I recently had a discussion with a friend, and we were wondering about Apple's market share. This led me to look into the actual data ... finding the online charts lacking, and then designing my own charts. Follow along if you're curious about the process of improving the charts, or jump to the bottom if you just want to see the results...
But first ... what phone do I use? I'm a bit old-school, and I still use an old LG Decoy slider phone (released in 2008). I'll probably have to upgrade soon, because Verizon has started removing their old/3G network, and I'm starting to get worse and worse reception (whereas I used to bet better reception than most smartphones). Will I finally get a smartphone? ... Nope - I'll probably get a 4G flip-phone! 🙂
The Original Graphs (not mine!)
I found mobile phone market share graphs on the statcounter website. They had a fairly simple interface. Below the graphs, they had big buttons used to select view criteria for the graph, such as a location (e.g. country, continent/region) and a year. Below is an example of their 2020 plot for China. Overlaying multiple lines like this is a good way to compare values, but I'm more interested in seeing "the mix" of vendors, and how that changes over time. Which one of the lines in this graph is Apple, and how has it changed over the years? ... Not so easy to determine from their graph, is it?
So ... I decided to create my own graph (not surprising, if you know me!) And thankfully the statcounter website allows you to download the data. There's a "Download Data (.csv)" link at the bottom of each graph. But since each graph only shows one year of data, I had to browse to several different annual graphs, and download a separate CSV file for each year, to get the range of years I wanted (2010-2020). I downloaded 11 CSV files for each of the following: China, Europe, South America, and the United States. Below is a screen-capture of the names of the China CSV files, for example:
I used the following code to import a single CSV file, and I wrote a macro to loop through all the CSV's for all the areas and combine them into one dataset (the '&loc' and '&year' are passed in as macro variables):
filename moblcsv "mobile_data/vendor-&loc.-monthly-&year.01-&year.12.csv";
proc import datafile=moblcsv out=tempdata dbms=csv replace;
My Preliminary Graphs:
Rather than lines, I want to use stacked bar chart segments to represent each vendor's monthly share. Here's the basic code I used for my preliminary try, and the (default) graph it produced. Note that there is a date for each monthly stacked bar, which makes it a bit cluttered along the bottom axis. There are also many vendors with a small percentage of the monthly share, which causes the color legend to be cluttered.
proc sgplot data=my_data;
vbarparm category=date response=market_share /
To make the graph more readable, I wanted to get rid of some of the smaller vendors, and also thin the date values along the bottom axis. Therefore I pre-summarized the data (creating market_share_sum) and put any monthly vendor value less than 3% into an 'Other' category (vendor_modified). And I used the xaxis type=linear option so the graph would treat the dates as a linear time axis, rather than discrete values.

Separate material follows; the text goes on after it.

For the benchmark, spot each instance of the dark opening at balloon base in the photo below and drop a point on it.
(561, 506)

proc sgplot data=plot_data;
vbarparm category=date response=market_share_sum /
This made the graph much more readable, but I still wasn't quite happy with the dates that were automatically picked along the bottom axis. The combination of date values and formats, linear axis, and bar charts is a bit tricky. It's easy to control any one of them separately ... but when you try to control them all simultaneously, it can be a bit of a challenge. I finally gave up on using actual 'date' values.
My Final Graph
There are probably multiple ways to accomplish the same end result, but I decided to convert my monthly date values into fractional year values, and then show the even years (for the January bars) along the bottom axis. Here's that code, along with several other little touches I used to create the final graph (click here to see the full SAS code). Below the code are 4 graphs it produces (if you want to see the graphs with mouse-over text, click the graphs to go to the interactive version).

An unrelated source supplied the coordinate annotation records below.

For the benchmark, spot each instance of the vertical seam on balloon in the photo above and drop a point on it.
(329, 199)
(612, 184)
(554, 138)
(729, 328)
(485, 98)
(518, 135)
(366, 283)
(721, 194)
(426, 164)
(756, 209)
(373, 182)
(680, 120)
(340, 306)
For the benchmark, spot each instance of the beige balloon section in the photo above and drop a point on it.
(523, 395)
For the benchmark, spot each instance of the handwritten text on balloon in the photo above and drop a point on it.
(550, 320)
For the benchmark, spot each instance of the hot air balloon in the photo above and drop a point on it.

title1 h=16pt c=gray33 "Mobile Phone Market Share: #byval(location)";
proc sgplot data=plot_data noborder uniform=group; /* same colors for same vendors in all graphs */
by loc location notsorted; /* by-values used in title and html anchor name */
format year_decimal comma8.3; /* controls how bars are grouped */
format market_share_sum percent7.0;
vbarparm category=year_decimal response=market_share_sum /
group=vendor_modified groupdisplay=stack nooutline
tip=(year month market_share_sum vendor_modified)
tipformat=(auto auto percent7.2 auto);
xaxis display=(nolabel noline)
type=linear /* bar charts are usually discrete axis */
valuesformat=best8.0 /* overrides the comma8.3 format used for grouping the bars */
values=(2010 to 2021 by 1) /* controls which tick values are shown (default might be by 2 years) */
yaxis display=(noticks noline nolabel) offsetmax=0;
/* use refline instead of grid, to get lines in front of bars */
refline 0 .20 .40 .60 .80 1.00 / axis=y lineattrs=(thickness=1 color=blue pattern=solid);
keylegend / title=' ' position=right noborder sortorder=descending;
Any surprises in this data? Do you have any insight into why certain vendors are/aren't popular in various parts of the world? What's your prediction for the next few years? Feel free to share your thoughts in the comments!